Update: Over at TNR Conor Clarke offers a great walk-through of the issues.
Morning Line
I'm just back from a few days in California. I can't write everything I learned about the LA sup't search process and the new sup't but can sum it up by saying that the over-under on this guy is about 11 months…
New America's higher ed blog and The Times say there is some payola going on in the student loan industry, worth watching.
You are a private sector student loan provider and you've lost the Lexington Institute...
Higher Ed Throwdown
If you follow the issue, you don't want to miss this event on Weds. in Washington.
Let me get this straight: In states where standardized testing figures as a big issue in the gubernatorial races it turns out to be controversial and concern about it increases...while nationwide polls show the public remains generally supportive of standards-based reform. Wow! Such radical political stuff that I don't see how it is big A section news? The testing backlash story is a perennial favorite and the WaPo has been on it lately, Russo deconstructs their last effort here, but that doesn't mean (a) it is going to translate into much or (b) that all the anecdotes frequently tossed around are true.
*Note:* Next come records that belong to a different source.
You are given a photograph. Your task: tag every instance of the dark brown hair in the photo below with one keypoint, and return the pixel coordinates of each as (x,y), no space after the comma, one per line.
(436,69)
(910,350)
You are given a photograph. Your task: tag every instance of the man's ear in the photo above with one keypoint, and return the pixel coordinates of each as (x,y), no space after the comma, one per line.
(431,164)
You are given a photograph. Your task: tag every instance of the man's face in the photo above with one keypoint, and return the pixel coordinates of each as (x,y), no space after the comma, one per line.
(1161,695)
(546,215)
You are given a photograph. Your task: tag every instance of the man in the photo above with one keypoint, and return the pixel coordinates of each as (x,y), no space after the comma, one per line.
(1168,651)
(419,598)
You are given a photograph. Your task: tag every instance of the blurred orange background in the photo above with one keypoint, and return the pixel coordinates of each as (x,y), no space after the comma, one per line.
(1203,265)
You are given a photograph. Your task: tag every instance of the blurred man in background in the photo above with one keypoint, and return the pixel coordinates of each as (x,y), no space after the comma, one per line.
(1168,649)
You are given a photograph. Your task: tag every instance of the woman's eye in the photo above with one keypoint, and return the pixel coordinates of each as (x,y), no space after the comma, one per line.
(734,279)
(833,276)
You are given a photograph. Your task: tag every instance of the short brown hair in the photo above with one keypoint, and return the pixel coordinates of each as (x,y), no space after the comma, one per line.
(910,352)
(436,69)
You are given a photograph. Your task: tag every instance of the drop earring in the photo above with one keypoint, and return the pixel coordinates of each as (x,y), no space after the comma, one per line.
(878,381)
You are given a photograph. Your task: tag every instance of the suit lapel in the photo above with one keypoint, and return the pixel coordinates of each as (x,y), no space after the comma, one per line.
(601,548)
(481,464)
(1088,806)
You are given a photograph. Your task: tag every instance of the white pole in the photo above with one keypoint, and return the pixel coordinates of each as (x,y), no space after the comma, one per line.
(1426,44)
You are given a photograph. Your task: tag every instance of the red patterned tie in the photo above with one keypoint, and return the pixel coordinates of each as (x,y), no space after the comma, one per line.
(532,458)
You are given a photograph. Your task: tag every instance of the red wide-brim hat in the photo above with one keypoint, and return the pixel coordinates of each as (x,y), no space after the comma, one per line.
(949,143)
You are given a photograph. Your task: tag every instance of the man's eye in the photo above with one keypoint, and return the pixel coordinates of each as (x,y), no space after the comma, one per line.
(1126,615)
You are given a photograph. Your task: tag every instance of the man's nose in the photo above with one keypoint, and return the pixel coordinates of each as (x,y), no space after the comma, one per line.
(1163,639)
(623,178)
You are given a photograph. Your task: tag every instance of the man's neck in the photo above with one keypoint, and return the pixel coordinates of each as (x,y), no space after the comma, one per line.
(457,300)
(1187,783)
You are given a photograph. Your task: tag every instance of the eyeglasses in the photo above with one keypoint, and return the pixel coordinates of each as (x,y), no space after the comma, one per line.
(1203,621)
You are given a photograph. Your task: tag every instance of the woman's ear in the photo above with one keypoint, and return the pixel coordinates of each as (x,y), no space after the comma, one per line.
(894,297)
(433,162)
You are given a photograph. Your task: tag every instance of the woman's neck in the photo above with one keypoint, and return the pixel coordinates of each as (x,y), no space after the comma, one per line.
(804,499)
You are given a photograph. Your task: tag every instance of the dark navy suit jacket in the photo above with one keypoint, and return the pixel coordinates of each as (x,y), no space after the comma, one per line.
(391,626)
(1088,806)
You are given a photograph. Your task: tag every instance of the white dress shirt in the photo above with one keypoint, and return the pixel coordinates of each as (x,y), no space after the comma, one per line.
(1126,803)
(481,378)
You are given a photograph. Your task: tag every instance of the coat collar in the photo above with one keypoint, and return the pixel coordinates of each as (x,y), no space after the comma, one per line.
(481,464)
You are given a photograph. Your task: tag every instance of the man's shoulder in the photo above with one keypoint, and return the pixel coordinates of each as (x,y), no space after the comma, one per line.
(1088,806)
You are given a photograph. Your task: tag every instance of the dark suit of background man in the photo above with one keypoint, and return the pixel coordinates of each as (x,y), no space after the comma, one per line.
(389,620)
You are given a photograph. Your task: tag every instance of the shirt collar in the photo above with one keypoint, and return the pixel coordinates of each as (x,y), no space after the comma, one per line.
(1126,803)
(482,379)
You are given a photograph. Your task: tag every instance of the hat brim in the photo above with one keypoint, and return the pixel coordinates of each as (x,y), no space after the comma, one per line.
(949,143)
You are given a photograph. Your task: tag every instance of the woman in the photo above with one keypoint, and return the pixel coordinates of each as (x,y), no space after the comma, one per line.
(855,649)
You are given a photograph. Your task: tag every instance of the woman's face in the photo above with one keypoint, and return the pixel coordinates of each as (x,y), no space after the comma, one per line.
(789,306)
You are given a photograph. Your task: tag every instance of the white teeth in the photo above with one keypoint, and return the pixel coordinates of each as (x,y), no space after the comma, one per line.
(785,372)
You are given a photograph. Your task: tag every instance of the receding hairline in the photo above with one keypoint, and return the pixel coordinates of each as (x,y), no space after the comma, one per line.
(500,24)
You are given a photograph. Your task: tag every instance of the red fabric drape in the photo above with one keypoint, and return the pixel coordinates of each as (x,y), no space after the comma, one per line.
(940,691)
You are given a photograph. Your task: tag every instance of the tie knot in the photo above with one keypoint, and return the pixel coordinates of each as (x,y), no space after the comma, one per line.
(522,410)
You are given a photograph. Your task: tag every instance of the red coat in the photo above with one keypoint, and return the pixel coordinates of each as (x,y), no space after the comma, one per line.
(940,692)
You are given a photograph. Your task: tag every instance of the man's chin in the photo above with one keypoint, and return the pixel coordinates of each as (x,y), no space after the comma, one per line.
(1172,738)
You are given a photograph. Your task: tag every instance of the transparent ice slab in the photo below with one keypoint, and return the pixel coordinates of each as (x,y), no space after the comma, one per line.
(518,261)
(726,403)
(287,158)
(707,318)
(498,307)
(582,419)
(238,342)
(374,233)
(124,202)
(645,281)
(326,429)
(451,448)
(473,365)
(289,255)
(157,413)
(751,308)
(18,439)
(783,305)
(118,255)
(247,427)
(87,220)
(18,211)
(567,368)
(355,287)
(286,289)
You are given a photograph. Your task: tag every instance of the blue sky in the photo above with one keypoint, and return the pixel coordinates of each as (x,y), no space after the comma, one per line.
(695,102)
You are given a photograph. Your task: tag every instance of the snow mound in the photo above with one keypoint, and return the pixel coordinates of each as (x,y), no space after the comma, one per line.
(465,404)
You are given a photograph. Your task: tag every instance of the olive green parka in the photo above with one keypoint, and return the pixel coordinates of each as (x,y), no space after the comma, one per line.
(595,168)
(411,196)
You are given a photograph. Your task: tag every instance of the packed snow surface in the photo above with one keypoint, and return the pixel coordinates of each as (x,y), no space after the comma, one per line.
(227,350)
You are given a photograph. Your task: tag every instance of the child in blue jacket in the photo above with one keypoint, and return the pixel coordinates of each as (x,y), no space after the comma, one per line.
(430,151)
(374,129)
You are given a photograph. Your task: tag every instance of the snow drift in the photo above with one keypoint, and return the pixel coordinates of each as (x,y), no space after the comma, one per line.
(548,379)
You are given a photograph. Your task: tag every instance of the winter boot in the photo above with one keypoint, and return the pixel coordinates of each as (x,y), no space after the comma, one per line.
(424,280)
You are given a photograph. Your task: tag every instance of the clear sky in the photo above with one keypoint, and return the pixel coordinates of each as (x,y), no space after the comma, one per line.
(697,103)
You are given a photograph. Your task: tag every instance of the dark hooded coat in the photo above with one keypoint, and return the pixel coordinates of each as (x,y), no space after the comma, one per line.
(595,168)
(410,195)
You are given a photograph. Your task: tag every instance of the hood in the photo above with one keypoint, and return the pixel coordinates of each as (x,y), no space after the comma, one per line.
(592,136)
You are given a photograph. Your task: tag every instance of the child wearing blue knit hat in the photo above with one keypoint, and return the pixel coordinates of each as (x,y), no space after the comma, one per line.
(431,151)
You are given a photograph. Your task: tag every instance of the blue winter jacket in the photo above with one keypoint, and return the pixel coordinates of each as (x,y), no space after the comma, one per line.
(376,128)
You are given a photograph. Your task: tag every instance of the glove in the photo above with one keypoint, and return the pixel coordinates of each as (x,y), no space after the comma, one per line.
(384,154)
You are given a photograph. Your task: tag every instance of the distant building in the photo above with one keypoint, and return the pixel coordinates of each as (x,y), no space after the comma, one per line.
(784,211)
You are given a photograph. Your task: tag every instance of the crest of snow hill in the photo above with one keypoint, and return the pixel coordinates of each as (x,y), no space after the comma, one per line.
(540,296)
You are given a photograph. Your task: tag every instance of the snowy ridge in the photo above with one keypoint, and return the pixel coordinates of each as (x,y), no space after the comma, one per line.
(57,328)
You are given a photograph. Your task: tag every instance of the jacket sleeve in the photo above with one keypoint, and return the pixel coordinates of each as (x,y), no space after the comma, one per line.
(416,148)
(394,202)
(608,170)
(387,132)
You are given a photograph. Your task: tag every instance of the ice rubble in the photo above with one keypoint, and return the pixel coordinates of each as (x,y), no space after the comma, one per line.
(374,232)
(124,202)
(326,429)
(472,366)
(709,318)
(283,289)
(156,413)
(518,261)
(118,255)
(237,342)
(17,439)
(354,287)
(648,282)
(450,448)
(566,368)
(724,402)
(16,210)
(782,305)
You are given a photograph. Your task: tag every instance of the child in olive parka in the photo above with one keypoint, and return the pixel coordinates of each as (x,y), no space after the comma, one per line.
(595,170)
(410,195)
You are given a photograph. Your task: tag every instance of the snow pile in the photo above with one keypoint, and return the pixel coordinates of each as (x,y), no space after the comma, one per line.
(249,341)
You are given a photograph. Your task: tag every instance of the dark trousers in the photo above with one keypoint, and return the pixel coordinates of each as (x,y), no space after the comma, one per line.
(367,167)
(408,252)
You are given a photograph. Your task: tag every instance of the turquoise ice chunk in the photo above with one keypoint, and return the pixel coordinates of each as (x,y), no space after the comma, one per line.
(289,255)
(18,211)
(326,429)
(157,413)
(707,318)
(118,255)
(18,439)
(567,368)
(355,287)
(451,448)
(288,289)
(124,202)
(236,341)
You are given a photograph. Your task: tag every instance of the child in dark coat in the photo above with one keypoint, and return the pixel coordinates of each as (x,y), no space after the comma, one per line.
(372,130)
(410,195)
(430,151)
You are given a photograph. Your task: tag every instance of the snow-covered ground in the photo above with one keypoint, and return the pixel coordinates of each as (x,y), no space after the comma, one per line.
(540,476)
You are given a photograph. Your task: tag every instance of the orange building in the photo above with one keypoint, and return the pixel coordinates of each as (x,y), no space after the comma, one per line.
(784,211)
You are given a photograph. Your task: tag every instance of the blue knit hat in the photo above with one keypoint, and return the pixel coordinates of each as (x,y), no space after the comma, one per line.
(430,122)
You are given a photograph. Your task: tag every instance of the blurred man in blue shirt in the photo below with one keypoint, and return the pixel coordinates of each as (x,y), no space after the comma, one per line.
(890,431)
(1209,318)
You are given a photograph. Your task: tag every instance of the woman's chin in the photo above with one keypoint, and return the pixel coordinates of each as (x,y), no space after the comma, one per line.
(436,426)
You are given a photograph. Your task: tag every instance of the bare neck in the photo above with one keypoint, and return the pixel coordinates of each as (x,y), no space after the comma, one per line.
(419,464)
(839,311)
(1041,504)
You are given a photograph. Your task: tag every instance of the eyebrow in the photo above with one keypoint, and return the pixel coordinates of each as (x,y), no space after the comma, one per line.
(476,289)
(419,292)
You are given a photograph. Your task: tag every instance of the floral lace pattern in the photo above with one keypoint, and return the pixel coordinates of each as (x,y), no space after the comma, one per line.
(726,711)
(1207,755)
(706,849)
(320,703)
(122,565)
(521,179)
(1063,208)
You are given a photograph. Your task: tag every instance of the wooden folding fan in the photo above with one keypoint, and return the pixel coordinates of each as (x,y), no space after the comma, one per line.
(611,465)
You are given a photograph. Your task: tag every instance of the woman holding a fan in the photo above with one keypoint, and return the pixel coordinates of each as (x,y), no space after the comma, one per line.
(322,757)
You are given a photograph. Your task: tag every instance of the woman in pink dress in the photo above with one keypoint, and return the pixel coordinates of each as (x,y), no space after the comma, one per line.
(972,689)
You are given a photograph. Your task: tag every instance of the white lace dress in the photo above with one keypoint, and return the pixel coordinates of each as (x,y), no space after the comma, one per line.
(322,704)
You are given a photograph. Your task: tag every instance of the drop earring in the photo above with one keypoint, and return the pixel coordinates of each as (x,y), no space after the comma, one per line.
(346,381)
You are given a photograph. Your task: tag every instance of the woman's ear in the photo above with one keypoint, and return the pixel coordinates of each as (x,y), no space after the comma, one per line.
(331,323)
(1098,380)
And, on Florida in particular, the focus of today's story, the needle there has moved for low-performing kids. I'm not a fan of every aspect of their program but the NAEP numbers are worth noting, some real gains there.
Turnaround: Public Impact produced a timely, useful, and interesting guide (pdf) to school restructuring under No Child Left Behind published by LPA*. Ignore the misleading cover photo, I've never seen people that excited about reconstituting a school...otherwise it's pretty spot-on. More materials from Public Impact on the issue here.
Philosopher King: A lot of people were buzzing about NYC school chief Joel Klein's presentation/discussion at the Broad Prize this year, courtesy of the Learning Matters, you can listen to it/read it here.
Frugal: This is an interesting idea, the Toledo Public Schools are a little short on cash so a local citizen has created a website to generate money-saving ideas. Some are sorta off, but some have some promise. Leave aside the specifics, what’s hard to miss here is how technology empowers people and makes them feel and act like stakeholders more than in the past. That’s got big implications for school systems going forward.
*I've consulted for them in the past.